Während in Peking die Winterolympiade stattfindet, für deren Sportstätten viele Dörfer und Siedlungen weichen mussten, kann man auf dem politischsten aller Filmfestivals kaum einen passenderen Film zeigen als einen, der von dieser Verdrängungspolitik handelt. Genau das tut das 130-minütige Epos »Return to Dusk« des jungen chinesischen Regisseurs Li Ruijun, der 2015 auf der Berlinale im Forum sein Debüt feierte. In meditativen Bildern erzählt er die Geschichte von Ma und Guiying, die von ihren Familien in eine arrangierte Ehe gezwungen werden, weil sie aufgrund ihrer Eigenheiten als »schwer vermittelbar« gelten. Um nicht ewig auf den Taschen ihrer Familien zu liegen, sollen sie sich zusammentun.

© Hucheng No.7 Films Ltd.

Ma und Guiying sind einfache Menschen, introvertiert und anderen gegenüber verschlossen. Guiying hat zudem Probleme mit der Blase und ein hinkendes Bein. Auf den ersten Blick sind sie ein Paar, bei dem man meinen würde, dass das nicht gut gehen kann. Aber das Gegenteil ist der Fall. Denn allen Berührungsängsten zum Trotz – Berührung beginnt hier schon bei der Begegnung der Blicke – entwickeln beide ein leises, fürsorgliches und warmes Miteinander, eine gemeinsame Form der Würde in unwürdigen Verhältnissen. Denn alles an ihrer Behausung ist ein Provisorium, ein Luftschloss im wahrsten Sinne des Wortes.

Aber Ma und Guiying fordern nicht viel. Was sie zum Leben brauchen, das erarbeiten sie sich in der Natur. Sie bestellen ein Feld, säen Mais und Getreide, lockern den Boden, jäten Unkraut, bewässern die jungen Pflanzen. Kurzum: Sie tun alles, um das Beste aus der Ernte herauszuholen. Denn der gewissenhafte Ma will nicht nur seine Schulden beim örtlichen Händler begleichen, sondern auch sich und seiner Frau eine sicherere Existenz schaffen. Er beschließt, ein Haus zu bauen.

© Hucheng No.7 Films Ltd.

Geduldig hält der Film diesen Prozess fest, vom Mischen des Lehms für die Steinmauern bis hin zum Flechten des Bastdaches aus dem eigenen Stroh. Mit unbändiger Energie und bewundernswerter Ausdauer bauen sich hier zwei Menschen eine Existenz auf, denen das niemand zugetraut hat. Am Ende lebt dieses arglose Paar auf einer kleinen Farm mit Hühnern, Schweinen und Glasflaschen im Giebel, die sanft tönen, wenn der Wind durch sie hindurchpfeift.

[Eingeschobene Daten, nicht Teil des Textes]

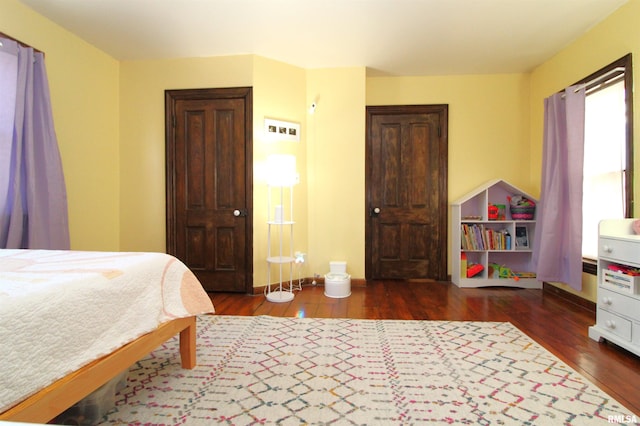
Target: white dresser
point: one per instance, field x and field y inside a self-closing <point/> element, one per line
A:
<point x="618" y="312"/>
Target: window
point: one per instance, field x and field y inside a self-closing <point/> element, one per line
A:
<point x="608" y="151"/>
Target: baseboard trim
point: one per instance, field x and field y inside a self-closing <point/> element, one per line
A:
<point x="569" y="297"/>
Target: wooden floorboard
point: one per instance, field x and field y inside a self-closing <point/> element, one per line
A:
<point x="560" y="326"/>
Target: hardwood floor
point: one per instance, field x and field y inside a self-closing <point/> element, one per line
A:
<point x="560" y="326"/>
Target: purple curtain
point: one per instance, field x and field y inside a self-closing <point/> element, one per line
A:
<point x="558" y="235"/>
<point x="34" y="213"/>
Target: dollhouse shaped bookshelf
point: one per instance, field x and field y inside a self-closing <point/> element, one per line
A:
<point x="489" y="250"/>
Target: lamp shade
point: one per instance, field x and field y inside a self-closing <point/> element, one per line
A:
<point x="281" y="170"/>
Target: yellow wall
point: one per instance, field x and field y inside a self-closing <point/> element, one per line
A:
<point x="613" y="38"/>
<point x="142" y="136"/>
<point x="335" y="169"/>
<point x="84" y="85"/>
<point x="278" y="93"/>
<point x="109" y="119"/>
<point x="488" y="125"/>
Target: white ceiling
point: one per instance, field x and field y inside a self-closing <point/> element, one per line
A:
<point x="393" y="37"/>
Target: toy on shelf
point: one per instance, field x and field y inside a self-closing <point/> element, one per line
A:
<point x="474" y="269"/>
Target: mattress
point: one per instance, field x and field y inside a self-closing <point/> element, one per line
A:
<point x="60" y="310"/>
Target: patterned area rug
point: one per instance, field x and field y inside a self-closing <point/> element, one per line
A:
<point x="267" y="370"/>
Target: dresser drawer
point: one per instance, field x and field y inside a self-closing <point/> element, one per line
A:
<point x="620" y="251"/>
<point x="614" y="324"/>
<point x="619" y="303"/>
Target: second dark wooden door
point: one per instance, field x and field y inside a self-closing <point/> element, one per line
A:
<point x="209" y="185"/>
<point x="406" y="187"/>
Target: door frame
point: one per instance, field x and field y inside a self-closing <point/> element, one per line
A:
<point x="171" y="96"/>
<point x="443" y="111"/>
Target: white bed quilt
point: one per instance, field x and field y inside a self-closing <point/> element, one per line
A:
<point x="60" y="310"/>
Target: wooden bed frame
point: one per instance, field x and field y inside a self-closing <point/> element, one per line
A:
<point x="53" y="400"/>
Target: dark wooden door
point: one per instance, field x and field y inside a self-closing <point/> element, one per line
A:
<point x="406" y="192"/>
<point x="209" y="162"/>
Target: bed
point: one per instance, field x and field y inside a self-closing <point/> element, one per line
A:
<point x="70" y="321"/>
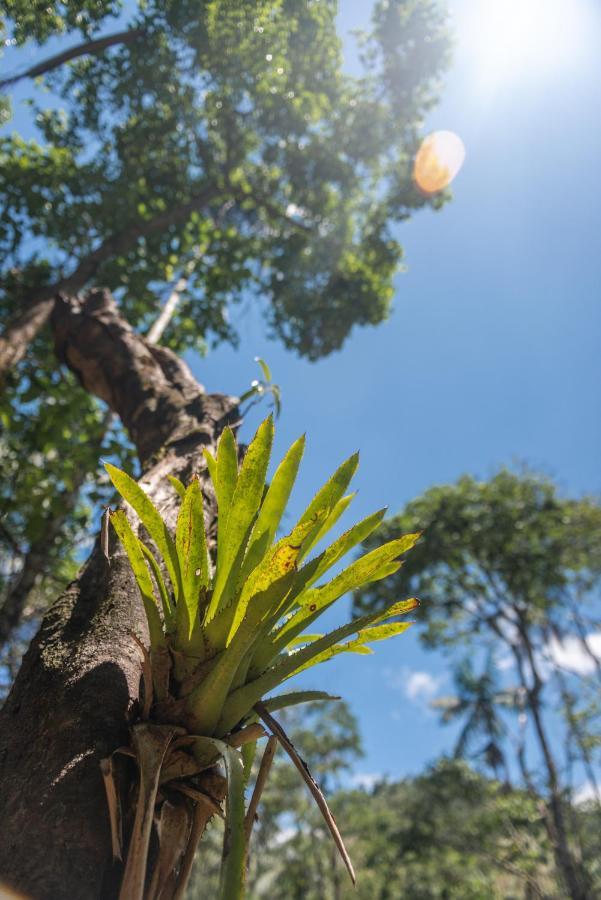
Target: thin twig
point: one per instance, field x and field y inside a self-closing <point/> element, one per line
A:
<point x="202" y="815"/>
<point x="314" y="788"/>
<point x="90" y="47"/>
<point x="264" y="768"/>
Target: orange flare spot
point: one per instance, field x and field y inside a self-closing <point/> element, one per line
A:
<point x="438" y="161"/>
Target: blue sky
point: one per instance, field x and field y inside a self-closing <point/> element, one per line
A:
<point x="491" y="354"/>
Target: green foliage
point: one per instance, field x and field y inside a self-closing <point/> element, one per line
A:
<point x="225" y="144"/>
<point x="226" y="644"/>
<point x="40" y="19"/>
<point x="509" y="570"/>
<point x="446" y="834"/>
<point x="306" y="167"/>
<point x="237" y="638"/>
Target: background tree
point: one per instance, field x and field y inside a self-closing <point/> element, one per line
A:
<point x="214" y="147"/>
<point x="449" y="833"/>
<point x="502" y="567"/>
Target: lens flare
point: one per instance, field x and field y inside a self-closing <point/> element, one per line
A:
<point x="438" y="161"/>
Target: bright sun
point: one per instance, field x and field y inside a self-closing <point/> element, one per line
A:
<point x="506" y="38"/>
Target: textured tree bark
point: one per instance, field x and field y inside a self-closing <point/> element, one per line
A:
<point x="27" y="324"/>
<point x="77" y="689"/>
<point x="568" y="867"/>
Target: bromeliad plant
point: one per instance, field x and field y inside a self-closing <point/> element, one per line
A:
<point x="226" y="630"/>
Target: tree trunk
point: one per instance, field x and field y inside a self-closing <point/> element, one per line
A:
<point x="77" y="689"/>
<point x="27" y="324"/>
<point x="566" y="863"/>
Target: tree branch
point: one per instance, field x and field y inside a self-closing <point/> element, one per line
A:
<point x="89" y="47"/>
<point x="20" y="333"/>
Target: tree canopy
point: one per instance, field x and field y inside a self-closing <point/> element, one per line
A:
<point x="509" y="571"/>
<point x="216" y="153"/>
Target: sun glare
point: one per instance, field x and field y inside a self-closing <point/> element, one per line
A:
<point x="438" y="161"/>
<point x="507" y="38"/>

Ma und Guiying könnten ein glückliches Leben führen, würden sie nicht in der turbokapitalistischen Moderne Chinas leben. Immer wenn die in ihr Leben tritt oder sie sich ihr nähern müssen, wird es für sie bedrohlich. Ob durch die Bulldozer, die die letzten Häuser in dieser Ruinenlandschaft plattmachen, oder die Blutspende, die Ma für den Großgrundbesitzer des Dorfes abgeben soll. In der Transfusion fasst Li Ruijun die Logik zusammen, auf der die chinesische Aufstiegsgeschichte beruht. Die Reichen leben auf Kosten der Ärmsten, ihr Besitz basiert auf der Ausbeutung der Körper der Habenichtse. Dass vor diesem Hintergrund die Geschichte dieses verletzlichen Paares nicht gut ausgehen wird, kann man sich schon denken.

© Hucheng No.7 Films Ltd.

Was aber bleibt ist das zärtliche Miteinander dieser zwei Menschen, die im China der Gegenwart abseits der Megacities ein karges und arbeitsames Leben führen und darin Erfüllung, Nähe und Glück finden. Wu Renlin und Hai Qing verschmelzen dabei mit ihren Rollen. Ihr Spiel ist so authentisch, dass man sich mehrmals vergewissern muss, dass es sich bei diesem Meisterwerk nicht um einen Dokumentarfilm handelt.

Wang Weihua hält mit seiner Kamera ihr Miteinander in langen Einstellungen und poetischen Bildern fest. Eines davon brennt sich förmlich in den Kopf. Es zeigt, wie Ma und Guiying auf dem Bett sitzen, zwischen sich einen durchlöcherten Karton, in dem eine Glühbirne hin- und herwackelt. In winzigen Punkten wird das Licht durch die Löcher an die Wand geworfen, wo sie tanzen wie Leuchtwürmer in einer warmen Sommernacht. Ein magischer Moment, den die beiden staunend beobachten. Und wir, wir staunen mit ihnen.